Я замер в безмолвном созерцании, потом от целого, которое поразило меня, перешел к рассматриванию деталей. Хотя с того места, где мы находились, море казалось спокойным и гладким, как зеркало, однако неширокая полоса пены, закипавшей у берега, то набегая на него, то отступая, обличала могущественное и вечное дыхание старого океана.

Перед нами была бухта, образованная двумя мысами, чуть левее лежал остров Святого Николая, наконец, под нашими ногами раскинулся порт Плимут, ощетинившийся тысячами мачт, которые казались лесом без листвы. Между тем в бухте курсировали бесчисленные корабли, покидая порт и возвращаясь к суше, с ее шумной жизнью, бесконечным движением и несмолкающим гулом, ударами молота и матросскими песнями, звуки которых ветер доносил до нас вместе с ароматным морским воздухом.

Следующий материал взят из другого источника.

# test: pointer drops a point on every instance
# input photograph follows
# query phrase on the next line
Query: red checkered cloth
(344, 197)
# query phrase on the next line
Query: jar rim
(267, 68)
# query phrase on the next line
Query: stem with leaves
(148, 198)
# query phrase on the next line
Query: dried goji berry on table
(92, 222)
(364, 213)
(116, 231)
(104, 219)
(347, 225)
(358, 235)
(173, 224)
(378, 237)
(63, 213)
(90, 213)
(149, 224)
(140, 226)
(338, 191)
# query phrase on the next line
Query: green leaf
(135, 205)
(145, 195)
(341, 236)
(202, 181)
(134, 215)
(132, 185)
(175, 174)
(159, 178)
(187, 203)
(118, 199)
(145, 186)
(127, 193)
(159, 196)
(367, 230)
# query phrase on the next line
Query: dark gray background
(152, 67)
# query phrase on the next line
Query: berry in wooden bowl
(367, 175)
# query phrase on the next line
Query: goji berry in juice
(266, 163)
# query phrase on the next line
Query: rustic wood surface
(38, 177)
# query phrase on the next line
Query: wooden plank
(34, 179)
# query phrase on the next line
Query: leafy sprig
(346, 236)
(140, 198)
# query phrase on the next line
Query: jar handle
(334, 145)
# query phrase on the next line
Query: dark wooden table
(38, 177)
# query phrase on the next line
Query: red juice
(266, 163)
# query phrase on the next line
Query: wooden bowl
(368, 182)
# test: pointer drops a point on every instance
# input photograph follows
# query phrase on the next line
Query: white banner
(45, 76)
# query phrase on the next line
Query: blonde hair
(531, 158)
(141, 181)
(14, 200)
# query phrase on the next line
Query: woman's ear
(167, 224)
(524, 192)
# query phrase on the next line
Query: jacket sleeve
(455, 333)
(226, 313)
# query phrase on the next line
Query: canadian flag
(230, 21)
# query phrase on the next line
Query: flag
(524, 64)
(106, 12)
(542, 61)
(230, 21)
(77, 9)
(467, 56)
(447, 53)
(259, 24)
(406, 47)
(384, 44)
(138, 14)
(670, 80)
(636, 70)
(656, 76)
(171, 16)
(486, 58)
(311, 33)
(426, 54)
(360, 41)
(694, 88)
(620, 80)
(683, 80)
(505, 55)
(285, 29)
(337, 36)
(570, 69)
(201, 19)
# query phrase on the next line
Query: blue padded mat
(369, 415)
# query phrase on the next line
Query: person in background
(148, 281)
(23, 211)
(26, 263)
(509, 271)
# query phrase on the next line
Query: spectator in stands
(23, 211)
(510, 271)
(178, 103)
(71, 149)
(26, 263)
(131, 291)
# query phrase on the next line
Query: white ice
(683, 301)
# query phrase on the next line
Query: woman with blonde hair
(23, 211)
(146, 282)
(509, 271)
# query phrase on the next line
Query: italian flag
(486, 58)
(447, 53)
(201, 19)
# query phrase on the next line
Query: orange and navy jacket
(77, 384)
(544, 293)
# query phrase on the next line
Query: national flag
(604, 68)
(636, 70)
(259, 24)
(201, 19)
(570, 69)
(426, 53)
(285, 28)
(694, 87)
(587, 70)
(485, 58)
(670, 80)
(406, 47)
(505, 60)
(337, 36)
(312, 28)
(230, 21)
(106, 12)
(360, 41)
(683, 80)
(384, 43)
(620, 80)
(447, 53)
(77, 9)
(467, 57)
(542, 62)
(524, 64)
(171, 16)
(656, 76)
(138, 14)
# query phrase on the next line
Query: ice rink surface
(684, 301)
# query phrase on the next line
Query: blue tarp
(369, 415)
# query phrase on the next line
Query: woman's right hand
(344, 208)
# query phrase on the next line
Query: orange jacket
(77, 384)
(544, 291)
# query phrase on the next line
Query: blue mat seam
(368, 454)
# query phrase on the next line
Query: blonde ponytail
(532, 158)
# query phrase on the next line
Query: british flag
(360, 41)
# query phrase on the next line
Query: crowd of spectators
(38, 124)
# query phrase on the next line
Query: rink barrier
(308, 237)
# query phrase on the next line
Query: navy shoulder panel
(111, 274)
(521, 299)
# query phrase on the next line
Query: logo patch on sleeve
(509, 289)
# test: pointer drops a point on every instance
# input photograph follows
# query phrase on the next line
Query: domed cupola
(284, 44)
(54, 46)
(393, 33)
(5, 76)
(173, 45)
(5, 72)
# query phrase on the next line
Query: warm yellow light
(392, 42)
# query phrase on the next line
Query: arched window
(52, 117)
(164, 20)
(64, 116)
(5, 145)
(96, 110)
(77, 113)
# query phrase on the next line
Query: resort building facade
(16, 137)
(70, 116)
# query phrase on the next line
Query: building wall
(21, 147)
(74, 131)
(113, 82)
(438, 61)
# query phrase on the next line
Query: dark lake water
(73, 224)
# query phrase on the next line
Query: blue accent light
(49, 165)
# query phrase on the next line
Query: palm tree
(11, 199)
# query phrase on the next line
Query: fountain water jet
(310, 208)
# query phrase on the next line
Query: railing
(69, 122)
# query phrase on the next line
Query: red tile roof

Мы все замерли, и у каждого на лице отразились чувства, волновавшие душу: отец и Том радовались этой долгожданной встрече с предметом своей страсти, я дивился новому знакомству, а матушка испугалась, будто увидев неприятеля. Потом, спустя несколько минут безмолвного созерцания, отец стал искать в гавани, ясно видной с горы, корабль, которому предстояло разлучить нас. С зоркостью моряка, узнающего судно среди тысяч других, как пастух овцу в целом стаде, он тотчас обнаружил «Трезубец», прекрасный семидесятичетырехпушечный корабль, который величественно покачивался на якоре под королевским флагом, гордо выставив тройной ряд орудий по бортам.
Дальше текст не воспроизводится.